Balai Kota Pemprov DKI Jakarta.
Sumber :
  • Fajar GM - VIVA.co.id

VIVA.co.id – Badan Pemeriksa Keuangan (BPK) telah memulai audit adanya dugaan kerugian negara dalam pembelian lahan Rumah Susun Sederhana Sewa (Rusunawa) Cengkareng Barat, Jakarta Barat, sebesar Rp648 miliar. Jumlahnya tentu lebih besar daripada pembelian sebagian lahan di Rumah Sakit Sumber Waras.

Pegawai Negeri Sipil (PNS) Dinas Kelautan, Pertanian, dan Ketahanan Pangan (KPKP) DKI sudah diajak auditor BPK untuk meninjau lahan seluas 4,6 hektare yang terletak di Kelurahan Cengkareng Barat, Jakarta Barat. Menurut Kepala Dinas KPKP, Darjamuni, peninjauan dalam rangka menyusun Laporan Hasil Pemeriksaan (LHP) terhadap Laporan Keuangan Pemerintah Daerah (LKPD) DKI 2015.

Dinas Perumahan dan Gedung Pemerintah Daerah juga sudah meninjau lahan yang oleh Dinas Perumahan rencananya akan dibuat menjadi lokasi pembangunan rumah susun.

"Begitu di sana, mereka (auditor BPK) juga sudah diajak Dinas Perumahan untuk melihat," ujar Darjamuni saat dihubungi, Senin, 27 Juni 2016.

Darjamuni mengatakan, begitulah proses pembelian lahan milik DKI yang dilakukan DKI terungkap.
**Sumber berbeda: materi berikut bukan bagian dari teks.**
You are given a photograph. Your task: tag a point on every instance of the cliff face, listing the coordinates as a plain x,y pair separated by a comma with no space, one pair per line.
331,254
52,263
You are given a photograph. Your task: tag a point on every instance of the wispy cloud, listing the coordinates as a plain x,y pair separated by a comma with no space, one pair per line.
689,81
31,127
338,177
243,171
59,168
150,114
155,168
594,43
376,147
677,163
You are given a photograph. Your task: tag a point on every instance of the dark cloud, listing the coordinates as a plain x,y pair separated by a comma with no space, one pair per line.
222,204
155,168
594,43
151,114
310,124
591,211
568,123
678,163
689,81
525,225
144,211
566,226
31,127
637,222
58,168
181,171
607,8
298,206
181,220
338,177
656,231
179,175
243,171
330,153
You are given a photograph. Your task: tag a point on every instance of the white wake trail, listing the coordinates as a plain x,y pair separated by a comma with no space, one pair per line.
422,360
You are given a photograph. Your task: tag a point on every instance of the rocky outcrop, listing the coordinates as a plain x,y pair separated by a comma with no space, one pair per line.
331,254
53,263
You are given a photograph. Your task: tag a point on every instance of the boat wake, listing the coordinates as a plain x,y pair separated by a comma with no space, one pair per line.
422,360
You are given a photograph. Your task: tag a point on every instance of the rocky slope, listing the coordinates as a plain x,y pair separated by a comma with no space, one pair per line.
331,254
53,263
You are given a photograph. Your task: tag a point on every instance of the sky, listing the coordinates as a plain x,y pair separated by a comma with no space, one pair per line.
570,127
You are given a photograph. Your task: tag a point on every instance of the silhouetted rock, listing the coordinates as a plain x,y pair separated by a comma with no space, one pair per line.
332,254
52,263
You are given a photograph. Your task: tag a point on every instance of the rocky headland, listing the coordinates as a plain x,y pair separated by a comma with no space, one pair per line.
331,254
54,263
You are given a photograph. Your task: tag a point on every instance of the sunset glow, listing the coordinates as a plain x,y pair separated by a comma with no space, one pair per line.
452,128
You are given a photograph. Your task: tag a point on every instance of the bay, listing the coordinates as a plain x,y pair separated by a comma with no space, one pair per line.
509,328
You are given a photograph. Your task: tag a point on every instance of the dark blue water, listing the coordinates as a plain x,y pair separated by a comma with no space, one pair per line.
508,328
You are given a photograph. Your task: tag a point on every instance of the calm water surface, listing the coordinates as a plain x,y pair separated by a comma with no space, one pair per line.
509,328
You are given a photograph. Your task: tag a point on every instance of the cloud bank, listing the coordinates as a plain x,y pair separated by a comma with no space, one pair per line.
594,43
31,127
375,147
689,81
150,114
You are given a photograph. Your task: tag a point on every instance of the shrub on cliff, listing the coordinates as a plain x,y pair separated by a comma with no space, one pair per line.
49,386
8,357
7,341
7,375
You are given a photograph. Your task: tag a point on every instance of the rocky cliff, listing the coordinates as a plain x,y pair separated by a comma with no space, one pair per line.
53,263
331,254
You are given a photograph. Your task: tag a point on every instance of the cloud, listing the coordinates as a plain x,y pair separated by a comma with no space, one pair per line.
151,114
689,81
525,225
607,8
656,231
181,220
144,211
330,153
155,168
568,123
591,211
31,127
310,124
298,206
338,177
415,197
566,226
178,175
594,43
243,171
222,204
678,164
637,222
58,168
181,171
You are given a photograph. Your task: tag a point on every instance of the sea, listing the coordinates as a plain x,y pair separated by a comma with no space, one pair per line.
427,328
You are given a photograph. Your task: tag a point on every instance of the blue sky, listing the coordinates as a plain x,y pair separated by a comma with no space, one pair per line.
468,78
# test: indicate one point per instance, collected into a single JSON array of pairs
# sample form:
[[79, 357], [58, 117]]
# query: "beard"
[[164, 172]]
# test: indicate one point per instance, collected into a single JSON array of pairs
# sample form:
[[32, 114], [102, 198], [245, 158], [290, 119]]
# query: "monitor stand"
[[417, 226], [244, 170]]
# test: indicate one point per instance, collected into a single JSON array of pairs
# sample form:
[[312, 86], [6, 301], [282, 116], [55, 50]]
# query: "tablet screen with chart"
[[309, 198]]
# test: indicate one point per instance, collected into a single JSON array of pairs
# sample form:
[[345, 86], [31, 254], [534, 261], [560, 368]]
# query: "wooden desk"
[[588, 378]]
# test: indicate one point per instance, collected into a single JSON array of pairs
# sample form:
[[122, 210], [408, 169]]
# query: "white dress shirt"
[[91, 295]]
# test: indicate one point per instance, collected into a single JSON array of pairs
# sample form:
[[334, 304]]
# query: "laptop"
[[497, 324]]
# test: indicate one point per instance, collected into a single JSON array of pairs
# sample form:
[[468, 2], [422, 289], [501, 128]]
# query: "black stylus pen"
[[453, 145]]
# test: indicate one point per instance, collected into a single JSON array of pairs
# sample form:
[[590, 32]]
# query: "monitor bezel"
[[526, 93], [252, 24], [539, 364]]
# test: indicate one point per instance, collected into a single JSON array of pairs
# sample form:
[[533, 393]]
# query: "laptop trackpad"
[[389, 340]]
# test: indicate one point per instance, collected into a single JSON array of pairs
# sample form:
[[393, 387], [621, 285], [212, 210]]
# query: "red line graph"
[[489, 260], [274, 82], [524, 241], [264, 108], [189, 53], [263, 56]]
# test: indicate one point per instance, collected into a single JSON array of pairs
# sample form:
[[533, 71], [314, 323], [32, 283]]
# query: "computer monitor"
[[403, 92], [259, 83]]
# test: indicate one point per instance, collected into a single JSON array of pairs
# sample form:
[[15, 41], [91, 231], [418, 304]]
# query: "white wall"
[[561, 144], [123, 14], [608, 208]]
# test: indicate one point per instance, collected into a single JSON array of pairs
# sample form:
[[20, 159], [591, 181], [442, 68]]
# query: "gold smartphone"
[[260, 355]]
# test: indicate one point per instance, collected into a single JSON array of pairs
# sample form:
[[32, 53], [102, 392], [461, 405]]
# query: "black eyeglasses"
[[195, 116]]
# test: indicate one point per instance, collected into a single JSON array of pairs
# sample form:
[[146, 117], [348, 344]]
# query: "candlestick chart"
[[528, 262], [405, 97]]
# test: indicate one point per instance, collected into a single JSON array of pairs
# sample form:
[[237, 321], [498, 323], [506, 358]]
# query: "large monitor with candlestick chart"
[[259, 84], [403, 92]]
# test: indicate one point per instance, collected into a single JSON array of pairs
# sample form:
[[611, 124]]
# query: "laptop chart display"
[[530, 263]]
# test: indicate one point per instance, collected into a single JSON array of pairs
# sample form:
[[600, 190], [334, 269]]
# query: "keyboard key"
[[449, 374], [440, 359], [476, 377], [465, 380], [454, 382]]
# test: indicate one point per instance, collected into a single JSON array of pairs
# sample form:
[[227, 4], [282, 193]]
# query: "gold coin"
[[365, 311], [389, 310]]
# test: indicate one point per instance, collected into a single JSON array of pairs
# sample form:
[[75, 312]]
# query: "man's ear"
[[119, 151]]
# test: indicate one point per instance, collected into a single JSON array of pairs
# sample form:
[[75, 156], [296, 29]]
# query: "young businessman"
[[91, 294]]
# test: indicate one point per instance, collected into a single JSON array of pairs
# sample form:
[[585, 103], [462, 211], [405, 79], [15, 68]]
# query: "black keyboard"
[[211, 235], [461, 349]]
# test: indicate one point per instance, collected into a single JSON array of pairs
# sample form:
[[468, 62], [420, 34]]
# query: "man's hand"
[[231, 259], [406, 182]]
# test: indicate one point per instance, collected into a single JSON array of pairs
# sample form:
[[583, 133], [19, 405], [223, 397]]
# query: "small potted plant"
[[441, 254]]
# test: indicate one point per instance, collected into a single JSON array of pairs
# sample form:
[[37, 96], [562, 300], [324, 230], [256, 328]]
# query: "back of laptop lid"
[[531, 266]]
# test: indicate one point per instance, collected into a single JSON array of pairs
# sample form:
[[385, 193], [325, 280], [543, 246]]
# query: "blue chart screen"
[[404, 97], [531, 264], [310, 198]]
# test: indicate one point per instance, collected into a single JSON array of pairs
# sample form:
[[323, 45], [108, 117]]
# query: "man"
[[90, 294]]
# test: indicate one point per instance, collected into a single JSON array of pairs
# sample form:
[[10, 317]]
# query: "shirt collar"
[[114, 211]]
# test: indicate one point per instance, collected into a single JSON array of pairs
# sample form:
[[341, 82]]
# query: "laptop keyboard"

Lahan telah dimiliki Dinas KPKP sejak lama dengan sertifikat lengkap atas lahan itu.

Tapi pembelian dilakukan Dinas Perumahan tanpa koordinasi dengan Dinas KPKP. BPK kemudian menjadikan pembelian yang menggunakan Anggaran Pendapatan dan Belanja Daerah (APBD) DKI 2015 sebesar Rp648 miliar itu menjadi temuan dalam LHP.

"Kami tidak tahu sama sekali (lahan dibeli Dinas Perumahan). Kami baru tahu saat ada audit dari BPK," ujar Darjamuni.
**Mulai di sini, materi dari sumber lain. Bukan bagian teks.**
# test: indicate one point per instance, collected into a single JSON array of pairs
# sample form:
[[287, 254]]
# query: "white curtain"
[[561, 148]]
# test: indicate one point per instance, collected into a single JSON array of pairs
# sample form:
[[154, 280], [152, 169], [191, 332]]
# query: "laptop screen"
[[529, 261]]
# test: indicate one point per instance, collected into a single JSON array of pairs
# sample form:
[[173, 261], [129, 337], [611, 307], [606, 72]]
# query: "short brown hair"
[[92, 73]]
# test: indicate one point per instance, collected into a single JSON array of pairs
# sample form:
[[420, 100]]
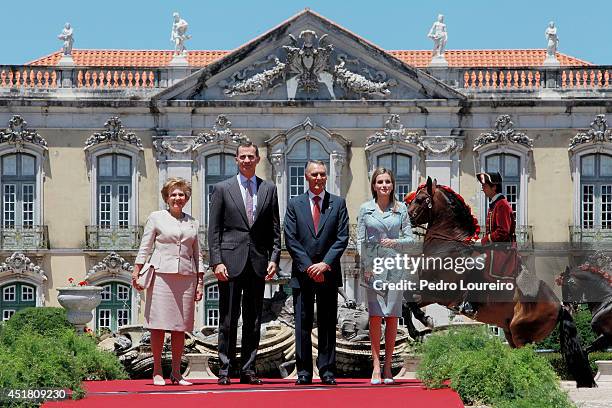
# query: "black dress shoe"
[[224, 381], [303, 380], [329, 380], [250, 379]]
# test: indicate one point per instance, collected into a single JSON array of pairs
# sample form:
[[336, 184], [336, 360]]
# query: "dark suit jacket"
[[327, 245], [230, 239]]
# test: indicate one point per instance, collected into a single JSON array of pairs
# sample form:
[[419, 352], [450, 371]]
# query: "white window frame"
[[92, 155], [4, 293], [576, 154], [39, 153]]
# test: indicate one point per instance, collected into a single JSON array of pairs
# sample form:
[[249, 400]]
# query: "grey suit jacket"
[[230, 239], [174, 244]]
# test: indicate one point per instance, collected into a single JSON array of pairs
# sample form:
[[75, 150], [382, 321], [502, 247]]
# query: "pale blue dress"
[[373, 226]]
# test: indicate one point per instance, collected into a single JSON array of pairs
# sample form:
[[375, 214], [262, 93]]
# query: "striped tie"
[[249, 202]]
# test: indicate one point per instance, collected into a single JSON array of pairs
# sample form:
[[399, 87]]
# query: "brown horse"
[[449, 233], [591, 283]]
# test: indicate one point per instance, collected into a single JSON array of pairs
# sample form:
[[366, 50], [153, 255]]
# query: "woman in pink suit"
[[178, 279]]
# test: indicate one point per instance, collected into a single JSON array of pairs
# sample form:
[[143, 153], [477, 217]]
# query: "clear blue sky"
[[30, 28]]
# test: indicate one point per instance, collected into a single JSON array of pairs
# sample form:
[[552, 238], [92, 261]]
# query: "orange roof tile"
[[417, 58]]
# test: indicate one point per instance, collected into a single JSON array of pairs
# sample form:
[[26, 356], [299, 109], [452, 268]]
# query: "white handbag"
[[145, 276]]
Lahan seluas 4,6 hektare yang rencananya dijadikan lokasi pembangunan kompleks rumah susun ini dimiliki oleh Dinas Kelautan, Pertanian, dan Ketahanan Pangan DKI. Gubernur DKI Jakarta Basuki Tjahaja Purnama telah meminta BPK melakukan audit investigasi terhadap pembelian lahan.

Ahok memastikan ada oknum yang mempermainkan ini. Mereka adalah mafia tanah yang berupaya mengeruk keuntungan dari DKI. Menurut Ahok, aset milik DKI itu diubah data kepemilikannya di kantor kelurahan. DKI kemudian melakukan pembelian karena tak mengira tanah itu adalah asetnya.

"Ini semacam ada mafia, dimainin," ujar Ahok.